Pot: The Other White Meat

Hemp is native to Kentucky. It grows wild everywhere - farmers find it in fence rows all the time. For more than a century, it was Kentucky's biggest cash crop in its number one industry.

So no surprise its intoxicating cousin has become the income substitute of choice during hard times in Appalachia

Roger Alford of AP:

Appalachian states have seen an increase in marijuana production, and a federal drug official said Thursday that a sour economy may have turned some people in need of cash to the clandestine crop.

Ed Shemelya, head of marijuana eradication for the Office of National Drug Control Policy's efforts in Appalachia, said helicopter spotters and ground crews found and cut more than 1.1 million plants worth some $2 billion in Kentucky, Tennessee and West Virginia during the 2011 growing season. That was an increase of more than 100,000 plants over 2010.

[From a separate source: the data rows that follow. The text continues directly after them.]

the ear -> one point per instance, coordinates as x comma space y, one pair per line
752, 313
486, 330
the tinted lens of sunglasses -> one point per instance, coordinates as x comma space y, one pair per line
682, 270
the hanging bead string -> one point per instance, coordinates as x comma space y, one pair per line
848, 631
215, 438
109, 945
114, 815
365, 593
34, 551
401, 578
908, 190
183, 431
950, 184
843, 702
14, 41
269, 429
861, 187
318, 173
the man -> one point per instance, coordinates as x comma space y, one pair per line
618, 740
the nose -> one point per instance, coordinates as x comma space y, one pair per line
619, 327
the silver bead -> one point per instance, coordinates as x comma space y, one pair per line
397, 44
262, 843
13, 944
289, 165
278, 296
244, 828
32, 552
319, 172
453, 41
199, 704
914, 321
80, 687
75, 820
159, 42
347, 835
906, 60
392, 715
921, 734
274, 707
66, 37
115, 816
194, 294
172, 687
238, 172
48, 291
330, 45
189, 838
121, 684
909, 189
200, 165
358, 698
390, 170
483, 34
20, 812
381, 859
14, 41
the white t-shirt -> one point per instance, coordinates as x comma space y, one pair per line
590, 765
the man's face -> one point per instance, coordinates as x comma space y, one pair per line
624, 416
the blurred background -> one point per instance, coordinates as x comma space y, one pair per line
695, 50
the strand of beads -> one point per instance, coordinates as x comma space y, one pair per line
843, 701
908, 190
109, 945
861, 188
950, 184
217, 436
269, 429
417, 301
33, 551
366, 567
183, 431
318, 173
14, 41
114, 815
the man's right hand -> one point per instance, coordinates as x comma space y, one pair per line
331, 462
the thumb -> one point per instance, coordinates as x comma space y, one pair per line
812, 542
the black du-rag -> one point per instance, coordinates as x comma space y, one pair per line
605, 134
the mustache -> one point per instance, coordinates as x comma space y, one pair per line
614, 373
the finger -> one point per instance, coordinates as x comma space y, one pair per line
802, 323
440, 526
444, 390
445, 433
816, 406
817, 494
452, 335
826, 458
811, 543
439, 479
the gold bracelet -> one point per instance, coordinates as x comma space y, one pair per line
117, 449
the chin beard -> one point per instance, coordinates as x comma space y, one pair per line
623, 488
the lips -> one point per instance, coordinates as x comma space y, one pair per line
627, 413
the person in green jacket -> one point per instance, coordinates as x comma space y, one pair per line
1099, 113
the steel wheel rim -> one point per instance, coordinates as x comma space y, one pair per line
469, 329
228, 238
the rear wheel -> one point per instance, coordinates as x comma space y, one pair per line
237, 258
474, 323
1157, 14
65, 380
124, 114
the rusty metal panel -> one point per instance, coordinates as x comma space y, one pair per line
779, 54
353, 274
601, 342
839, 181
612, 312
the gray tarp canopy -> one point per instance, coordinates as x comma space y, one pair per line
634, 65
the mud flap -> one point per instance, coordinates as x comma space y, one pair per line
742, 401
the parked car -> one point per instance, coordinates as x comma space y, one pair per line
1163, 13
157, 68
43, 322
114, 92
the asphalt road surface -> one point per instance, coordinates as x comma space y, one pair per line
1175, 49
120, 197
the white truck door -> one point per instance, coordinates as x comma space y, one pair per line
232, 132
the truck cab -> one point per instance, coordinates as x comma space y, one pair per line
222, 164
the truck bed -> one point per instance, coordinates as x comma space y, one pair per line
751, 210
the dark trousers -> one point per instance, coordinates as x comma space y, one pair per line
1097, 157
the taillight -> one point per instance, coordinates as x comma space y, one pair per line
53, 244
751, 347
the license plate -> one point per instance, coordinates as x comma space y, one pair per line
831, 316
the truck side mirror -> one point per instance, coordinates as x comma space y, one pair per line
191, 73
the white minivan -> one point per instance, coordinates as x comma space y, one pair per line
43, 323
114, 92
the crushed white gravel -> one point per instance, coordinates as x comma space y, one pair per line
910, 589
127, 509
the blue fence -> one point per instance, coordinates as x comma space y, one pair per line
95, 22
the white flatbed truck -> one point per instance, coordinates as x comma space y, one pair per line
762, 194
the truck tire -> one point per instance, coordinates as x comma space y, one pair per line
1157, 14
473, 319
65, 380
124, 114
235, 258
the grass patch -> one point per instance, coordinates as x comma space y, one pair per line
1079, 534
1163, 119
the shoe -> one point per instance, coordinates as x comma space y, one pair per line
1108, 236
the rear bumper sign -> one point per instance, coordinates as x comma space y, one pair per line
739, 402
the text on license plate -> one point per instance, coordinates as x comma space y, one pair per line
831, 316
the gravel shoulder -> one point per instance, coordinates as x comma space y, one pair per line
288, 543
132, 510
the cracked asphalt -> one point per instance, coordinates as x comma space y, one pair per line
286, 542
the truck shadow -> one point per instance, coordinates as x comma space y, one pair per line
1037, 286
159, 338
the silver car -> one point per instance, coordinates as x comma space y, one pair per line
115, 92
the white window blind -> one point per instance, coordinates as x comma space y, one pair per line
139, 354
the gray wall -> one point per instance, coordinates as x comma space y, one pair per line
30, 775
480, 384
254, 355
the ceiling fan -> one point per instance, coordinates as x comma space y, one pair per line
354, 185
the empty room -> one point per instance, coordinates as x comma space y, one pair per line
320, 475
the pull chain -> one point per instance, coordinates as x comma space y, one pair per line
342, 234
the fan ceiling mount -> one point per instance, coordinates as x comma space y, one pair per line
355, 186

They confiscated 385,000 plants in Kentucky alone, and I call bullshit on the DEA's claim to have grabbed half the crop. A tenth maybe. Those roadless mountain forests hide a lot of pot.

Marijuana growers in Appalachia, Shemelya said, can be hard-core criminals or hard-luck entrepreneurs supplementing their income. Most of the crops that authorities find in the region are less than 100 plants, which can easily be tended by a single grower.

SNIP

Authorities say stricter border controls have made it more difficult to import pot from Mexico. They say that has pushed up demand for domestically grown marijuana at a time when law enforcement authorities are being pinched by budget cuts.

The day the DEA stops pretending hemp is pot, the pot crop in Kentucky will drop down to nothing, because hemp will instantly become a bigger cash crop than tobacco ever was.